Von Gerd Korinthenberg
SOLINGEN (BLK) – Vor genau 75 Jahren, im Mai 1933, loderten Scheiterhaufen in vielen deutschen Städten. Eine johlende Menge verbrannte die Bücher von Freud und Kafka, von Brecht, Benjamin und vielen anderen: Die dem Nazi-Wahn verfallene Nation entledigte sich ihrer Literatur. Erst mit seinem 1977 erschienenen Buch „Die verbrannten Dichter“ hat der Hamburger Publizist Jürgen Serke Deutschland wieder mit den NS-verfemten Schriftstellern bekanntgemacht und einer ganzen literarischen Gattung einen einprägsamen Namen gegeben.
Nun bekommen Dutzende der Verfolgten, Verdrängten und „Vergessenen“ wie der Dramatiker Ernst Toller oder die Lyrikerinnen Else Lasker-Schüler und Mascha Kaléko endlich ein sicheres Domizil: Das Museum Baden in Solingen zeigt ab Sonntag (30. März 2008) als Dauerausstellung mit Erstausgaben, Manuskripten, Briefen und Fotos den Kern der bedeutenden Sammlung, die Serke über viele Jahre zusammengetragen hat.
Ergänzt wird die Solinger Literatur-Dokumentation von Gemälden und Grafiken „entarteter“ und teils ermordeter Künstler als Auswahl aus der über 2000 Werke umfassenden Sammlung Gerhard Scheider. Damit wird das Museum in der rheinischen Provinz zum überfälligen und einzigartigen Gedächtnisort für eine verlorene Generation Intellektueller.
Ganze „Erzählungen“ füllen die geschickt eingerichteten Vitrinen: Ernst Tollers Kriegsdrama „Hinkemann“ (1923) steht in enger Beziehung zu Wolfgang Borcherts „Draußen vor der Tür“ (1947) als literarische Aufarbeitung des Krieges.
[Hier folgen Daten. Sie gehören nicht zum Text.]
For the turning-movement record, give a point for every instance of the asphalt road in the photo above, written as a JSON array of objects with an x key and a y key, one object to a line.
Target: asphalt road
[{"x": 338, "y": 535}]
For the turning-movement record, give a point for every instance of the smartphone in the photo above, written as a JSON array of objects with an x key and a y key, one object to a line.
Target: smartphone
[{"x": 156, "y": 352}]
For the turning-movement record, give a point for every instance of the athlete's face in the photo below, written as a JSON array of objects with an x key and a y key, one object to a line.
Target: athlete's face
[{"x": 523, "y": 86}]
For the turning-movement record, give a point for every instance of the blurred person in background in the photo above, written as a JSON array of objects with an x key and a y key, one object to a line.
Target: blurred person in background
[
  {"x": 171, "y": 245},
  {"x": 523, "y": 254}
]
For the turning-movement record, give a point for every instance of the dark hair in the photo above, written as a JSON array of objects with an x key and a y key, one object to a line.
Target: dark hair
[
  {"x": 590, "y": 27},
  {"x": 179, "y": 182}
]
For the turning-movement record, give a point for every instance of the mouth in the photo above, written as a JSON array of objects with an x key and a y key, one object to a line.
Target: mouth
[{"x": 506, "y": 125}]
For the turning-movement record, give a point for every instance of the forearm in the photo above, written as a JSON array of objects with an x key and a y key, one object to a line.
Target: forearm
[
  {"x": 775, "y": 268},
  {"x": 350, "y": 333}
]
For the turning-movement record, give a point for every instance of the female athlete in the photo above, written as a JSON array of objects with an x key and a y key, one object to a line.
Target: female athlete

In einem Brief von 1934 teilt der undogmatische Sozialist Toller nicht ohne Stolz mit, dass er 20 Autoren gewonnen habe, um die Ehefrau des KZ-inhaftierten Publizisten Carl von Ossietzky zu unterstützen. „Irgendwo mal in einem Antiquariat“ habe er diesen Brief aufgestöbert und als Beleg der Solidarität in dunkler Zeit erworben, erinnert sich Serke, der mit sicherem Griff viele der langsam verwischenden Spuren der Verfemten für die Nachwelt gesichert hat.
Zu den Vergessenen, deren dramatisches Leben hinter Vitrinenglas Revue passiert, zählen der jüdische Bauernsohn und Auschwitz-Überlebende Hugo Sonnenschein oder der Lyriker und Willy-Brandt-Gefährte Karl Gerold, der sich über den Rhein nach Basel retten konnte und 1946 erster Chefredakteur der „Frankfurter Rundschau“ wurde. Aus dem Nachlass der frechen Dichterin Kaléko, die mit Kästner, Mehring und Tucholsky befreundet war, stammen anrührende Fotos. Eine ganze Serie von Zeichnungen lässt neben raren Erstausgaben und Manuskripten die fantastische Welt der 1945 im Jerusalemer Exil gestorbenen Else Lasker-Schüler, der „größten Lyrikerin, die Deutschland je hatte“ (Gottfried Benn), lebendig werden.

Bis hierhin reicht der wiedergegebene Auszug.